Townsend Middleton–PI. This project brings together social scientists from anthropology, geography and sociology to examine chokepoints–canals, tunnels, pipelines, geopolitical corridors, etc–from around the world. Chokepoints are sites that constrict–or ‘choke’–the flow of information, bodies, and goods due to their natural and anthropogenic qualities. They are, by definition, integral yet difficult to bypass. These bottlenecks accordingly funnel the movements of capital, commodities and populations in ways that ripple far beyond their immediate surrounds. The project will send six established ethnographers to six corresponding chokepoints to conduct 2-4 months of concentrated research.

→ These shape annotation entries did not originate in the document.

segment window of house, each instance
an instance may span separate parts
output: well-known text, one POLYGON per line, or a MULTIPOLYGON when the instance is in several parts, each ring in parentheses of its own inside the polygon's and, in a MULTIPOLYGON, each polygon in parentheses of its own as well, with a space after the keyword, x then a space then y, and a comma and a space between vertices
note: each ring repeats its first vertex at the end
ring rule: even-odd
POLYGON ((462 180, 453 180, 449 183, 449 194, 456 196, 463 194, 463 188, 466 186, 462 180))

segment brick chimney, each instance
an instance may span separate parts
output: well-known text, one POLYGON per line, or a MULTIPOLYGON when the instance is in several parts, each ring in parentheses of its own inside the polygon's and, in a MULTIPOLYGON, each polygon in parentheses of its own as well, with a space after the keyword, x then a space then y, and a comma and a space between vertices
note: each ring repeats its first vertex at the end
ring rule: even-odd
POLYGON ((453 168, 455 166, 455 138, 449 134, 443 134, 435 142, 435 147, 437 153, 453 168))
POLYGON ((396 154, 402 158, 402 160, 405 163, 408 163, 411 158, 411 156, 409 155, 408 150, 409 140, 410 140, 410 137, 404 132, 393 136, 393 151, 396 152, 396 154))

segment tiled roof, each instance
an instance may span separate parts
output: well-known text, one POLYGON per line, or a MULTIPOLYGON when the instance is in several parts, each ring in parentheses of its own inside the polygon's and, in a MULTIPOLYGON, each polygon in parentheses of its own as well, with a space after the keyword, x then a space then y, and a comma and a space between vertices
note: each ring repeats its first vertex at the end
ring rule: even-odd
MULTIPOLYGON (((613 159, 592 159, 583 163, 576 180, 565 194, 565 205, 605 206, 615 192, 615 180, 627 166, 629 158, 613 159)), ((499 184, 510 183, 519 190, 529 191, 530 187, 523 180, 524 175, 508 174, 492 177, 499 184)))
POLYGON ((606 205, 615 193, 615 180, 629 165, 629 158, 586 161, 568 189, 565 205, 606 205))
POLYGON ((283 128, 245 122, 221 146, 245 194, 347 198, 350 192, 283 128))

Fieldwork will be conducted in the summer of 2016, with the team convening for a workshop that will lead to individual and collaborative publications (peer-reviewed journal articles, an edited volume and a website) in 2017 and early 2018. Our mission is to define the problem and intellectual field of chokepoints through rigorous ethnographic and interdisciplinary inquiry. Doing so, the Chokepoints Collective aims to develop analytics of vital interest to a number of scholarly disciplines–and, more importantly, to a range of contemporary global concerns.